Arkansas 12-Week Abortion Ban is Clearly Unconstitutional
On Wednesday, the Arkansas House joined the Arkansas Senate in overriding Governor Beebe’s veto of the “Human Heartbeat Protection Act," adopting the nation’s strictest restriction on access to abortion care.
Governor Beebe and other critics have called this bill’s law “blatantly unconstitutional," and two lines of legal reasoning prove that they are correct to do so.
The first is viability. Under the U.S. Constitution a state may ban abortion after viability, as long as an exception is provided for abortions necessary to protect the woman’s life or health, as decided in Roe v. Wade (1973) and Planned Parenthood v. Casey (1992). A fetus is viable under the U.S. Constitution when it has a reasonable likelihood of sustained survival with or without artificial support. As decided in Colautti v. Franklin (1979), “Viability is reached when, in the judgment of the attending physician on the particular facts of the case before him, there is a reasonable likelihood of the fetus’ sustained survival ... Because this point may differ with each pregnancy, neither the legislature nor the courts may proclaim one of the elements entering into the ascertainment of viability — be it weeks of gestation or fetal weight or any other single factor — as the determinant.”
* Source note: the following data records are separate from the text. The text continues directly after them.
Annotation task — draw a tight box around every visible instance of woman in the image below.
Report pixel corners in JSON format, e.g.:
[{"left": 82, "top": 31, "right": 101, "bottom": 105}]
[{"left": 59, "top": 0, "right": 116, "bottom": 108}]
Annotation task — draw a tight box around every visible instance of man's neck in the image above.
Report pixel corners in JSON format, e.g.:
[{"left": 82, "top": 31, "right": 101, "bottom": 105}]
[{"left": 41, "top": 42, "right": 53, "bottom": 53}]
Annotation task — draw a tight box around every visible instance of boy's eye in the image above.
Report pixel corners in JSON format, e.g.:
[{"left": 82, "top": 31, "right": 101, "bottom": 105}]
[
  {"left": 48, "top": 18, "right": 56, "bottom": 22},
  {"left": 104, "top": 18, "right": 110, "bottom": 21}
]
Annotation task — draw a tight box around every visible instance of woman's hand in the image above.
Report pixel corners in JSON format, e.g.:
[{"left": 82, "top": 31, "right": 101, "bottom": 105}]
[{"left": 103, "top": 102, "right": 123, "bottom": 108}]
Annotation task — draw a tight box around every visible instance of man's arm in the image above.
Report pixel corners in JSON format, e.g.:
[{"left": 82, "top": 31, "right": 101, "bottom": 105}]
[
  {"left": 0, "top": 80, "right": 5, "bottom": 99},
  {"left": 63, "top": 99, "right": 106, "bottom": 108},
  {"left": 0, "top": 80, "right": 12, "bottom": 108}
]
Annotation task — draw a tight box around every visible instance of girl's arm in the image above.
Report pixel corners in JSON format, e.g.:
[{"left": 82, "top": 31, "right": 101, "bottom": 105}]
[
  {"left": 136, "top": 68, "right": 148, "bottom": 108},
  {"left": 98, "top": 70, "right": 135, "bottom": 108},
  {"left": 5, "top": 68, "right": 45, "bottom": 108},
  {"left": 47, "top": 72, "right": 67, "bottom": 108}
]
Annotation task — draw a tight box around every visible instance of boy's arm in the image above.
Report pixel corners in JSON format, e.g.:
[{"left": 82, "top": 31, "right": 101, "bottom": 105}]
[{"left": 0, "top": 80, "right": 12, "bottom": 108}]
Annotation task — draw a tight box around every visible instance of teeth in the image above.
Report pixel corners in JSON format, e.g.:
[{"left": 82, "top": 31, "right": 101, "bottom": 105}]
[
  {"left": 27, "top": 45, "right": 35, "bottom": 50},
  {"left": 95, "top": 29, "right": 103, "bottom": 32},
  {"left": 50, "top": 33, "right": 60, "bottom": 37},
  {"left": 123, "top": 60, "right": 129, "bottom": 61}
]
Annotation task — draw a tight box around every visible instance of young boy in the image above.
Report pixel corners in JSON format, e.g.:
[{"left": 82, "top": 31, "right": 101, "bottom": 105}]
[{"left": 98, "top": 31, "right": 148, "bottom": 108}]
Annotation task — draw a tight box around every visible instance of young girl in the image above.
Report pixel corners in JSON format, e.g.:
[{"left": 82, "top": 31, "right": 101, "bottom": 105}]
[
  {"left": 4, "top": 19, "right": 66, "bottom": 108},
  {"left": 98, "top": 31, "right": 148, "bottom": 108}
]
It is already clear legal precedent that states must leave the determination of viability up to the physician’s medical judgment. While states can prohibit doctors from performing abortions after they have determined that the fetus is viable according to medical judgment, states cannot make a blanket determination about viability in terms of weeks or a factor like fetal heartbeat. In this bill, these act as single factors, not in congruous, i.e. if a fetal heartbeat is detected via abdominal ultrasound (though this is medically unlikely before 12 weeks), an abortion would be prohibited, or if a pregnant woman reaches 12 weeks since her last menstrual period an abortion is prohibited.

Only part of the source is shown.